DLLME was introduced by Rezaee et al. in 2006 [139]. In DLLME, a small volume of extracting solvent is dispersed by the action of a second solvent into the sample. The abundant contact surface of the fine droplets and the solvent phase greatly enhances the extraction efficiency, thus reducing the solvent volume needed and the extraction time [140]. DLLME has been applied for the cosmetics’ extraction of a broad range of compounds including preservatives, fragrances, phthalates, and acrylamide [96,97,98,99,100,101,102]. The most critical experimental parameters affecting DLLME such as dispersive solvent, extraction solvent and volume, and extraction time, were optimized to obtain the highest extraction efficiency. High density solvents such as chloroform [96,98,99,100], dichloromethane [97] or carbon tetrachloride [102] were the most employed ones, although the use of environmentally friendly alternatives, such as polymeric DES composed of DL-menthol and polyethylene glycol, has been proposed for the extraction of parabens from leave-on cosmetics [101]. Recently, anisole, a bio-derived solvent, was employed for the DLLME of UV filters from sunscreens, showing its suitability as a green alternative to classical organic solvents, not only to determine the target compounds’ concentration in the formulations, but also in the skin after sunscreen application [103]. To improve the dispersion of the solvent into the cosmetic matrix, VA-DLLME has been mainly employed [100,101], although the use of ultrasonic radiation (US), ultrasonic nebulization (UNE) or magnetic-stirring to assist in the DLLME of parabens, phthalates, UV filters and dyes have been also reported [102,103,104,105]. For some analytes, especially for the more polar ones such as atranol and chloroatranol, in situ derivatization was performed to enhance their chromatographic response before GC analysis [99]. The use of DLLME-HPLC-DAD after performing other advanced extraction techniques such as PLE has also been proposed as an effective tool to determine vitamin E in cosmetics [106], showing good recoveries and LODs at the low ng g−1.
Other novel approaches in DLLME include methodologies based on ionic liquids (ILs), the solidification of the floating organic droplets (SFOD) or the use of low-density solvents (LDS) to substitute the use of organic solvents. IL-DLLME has been proposed as an environmentally friendly alternative prior to HPLC-DAD or CE analysis to extract dyes, preservatives, phenolic compounds or estrogens from cosmetics [107,108,109,110,111]. Methodologies based on DLLME-SFO were successfully employed for the extraction of phthalates from aqueous cosmetics [112] as well as for dyes from lipsticks [113]. In the last case, the extraction and clean-up steps were integrated to simplify the operation, achieving a high-throughput sample preparation. The main factors affecting the extraction efficiency were optimized by multi-response surface methodology and the validated method was applied to more than 120 cosmetics samples. The performance of DLLME-SFO was compared with LLE, UAE and classical DLLME, showing that DLLME-SFO was the most effective technique to extract phthalates from complex cosmetics matrices [109]. The use of cyclohexane, a low-density and less toxic solvent to disperse the sample (LDS-DLLME) was proposed for the determination of alkanolamines and alkylamines [114]. This approach allows the target analytes to transfer into acidic solutions, while liposoluble substances were dissolved in cyclohexane. The complete extraction was accomplished within 13 min and further purification, or clean-up steps were not necessary.
One decade ago, Hashemi et al. [141] proposed a modification of the original DLLME called reversed-phase DLLME (RP-DLLME), where a small volume of water, used as extraction solvent, is dispersed into a bulk organic solution containing the polar target analytes. RP-DLLME has recently been applied to extract n-nitrosamines [115,116] and free formaldehyde [117] from cosmetics and personal care products before LC-MS [115] or HPLC-UV analysis [116,117]. In all cases, the employed volume of water ranged between 50 and 125 µL, with recoveries and LODs similar to those obtained for the analysis of free formaldehyde by UAE-CPE-UV-Vis [40] or n-nitrosamines employing SPE-LC-MS/MS [44].

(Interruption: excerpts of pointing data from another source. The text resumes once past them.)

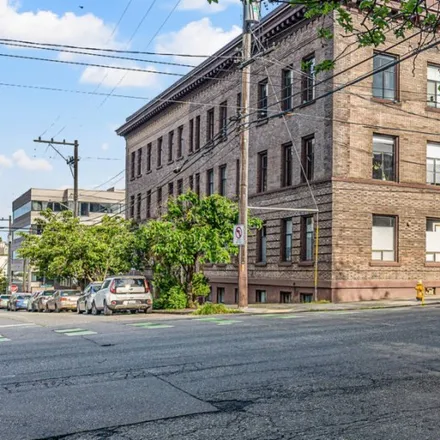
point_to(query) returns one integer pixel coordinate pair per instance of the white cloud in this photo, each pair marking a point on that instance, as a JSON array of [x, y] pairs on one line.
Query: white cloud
[[204, 6], [197, 38], [112, 77], [5, 162], [27, 163], [48, 27]]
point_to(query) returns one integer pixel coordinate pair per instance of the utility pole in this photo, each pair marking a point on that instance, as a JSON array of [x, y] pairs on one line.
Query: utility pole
[[250, 16], [72, 161], [10, 240]]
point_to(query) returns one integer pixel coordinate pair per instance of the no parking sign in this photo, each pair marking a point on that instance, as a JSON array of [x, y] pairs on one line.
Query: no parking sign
[[239, 235]]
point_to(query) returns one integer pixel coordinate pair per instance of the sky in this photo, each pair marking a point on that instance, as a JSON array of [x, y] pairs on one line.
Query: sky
[[29, 111]]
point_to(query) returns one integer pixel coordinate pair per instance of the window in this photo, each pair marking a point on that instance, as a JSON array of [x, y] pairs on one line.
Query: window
[[149, 203], [222, 180], [286, 239], [307, 238], [262, 171], [384, 158], [159, 200], [285, 297], [191, 136], [287, 83], [308, 79], [433, 86], [198, 184], [139, 206], [170, 146], [210, 182], [197, 136], [385, 81], [287, 165], [132, 206], [223, 120], [305, 297], [159, 152], [180, 141], [260, 296], [149, 148], [210, 125], [220, 295], [133, 165], [433, 164], [238, 104], [262, 98], [384, 238], [237, 177], [139, 173], [262, 245], [308, 146], [433, 240]]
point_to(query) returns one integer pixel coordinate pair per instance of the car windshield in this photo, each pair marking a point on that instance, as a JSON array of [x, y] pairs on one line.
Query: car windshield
[[69, 293], [132, 282]]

Ultrasound-Assisted Emulsification Microextraction (USAEME)

USAEME was introduced by Regueiro et al. in 2009 [142]. It relies on the emulsification of the organic extractant in the sample by ultrasonic energy without the need for a disperser solvent, which favours efficiency, achieving the complete extraction of the analytes into the organic phase. This technique shows the advantage of using US to accelerate the mass-transfer process between two immiscible phases, reducing the extraction time. USAEME has been applied to extract preservatives, hormones, fragrances and phthalates from cosmetics matrices [118,119,120,121,122].
The use of ionic liquids (ILs) to substitute the organic solvents (IL-USAEME) has been proposed as an environmentally friendly alternative prior to HPLC-UV to determine three glucocorticoids, one androgen and five progestogens in cosmetics [119]. The combination of USAEME with SFO was applied to determine fragrances and phthalates in both rinse-off and leave-on cosmetic samples [120,121]. In both cases, a few microliters of 2-dodecanol and 1-undecanol were employed, respectively, to perform the extraction. Several parameters influencing the extraction efficiency were optimized. Another environmentally friendly approach involves the use of ultrasound-assisted surfactant-enhanced emulsification microextraction (UASEME), that employs a surfactant and less toxic organic solvent which offers an environmentally friendly procedure. A method based on UASEME-HPLC-UV to determine preservatives in different cosmetic samples was developed. Obtained LODs were similar to those provided by classical USAEME [118].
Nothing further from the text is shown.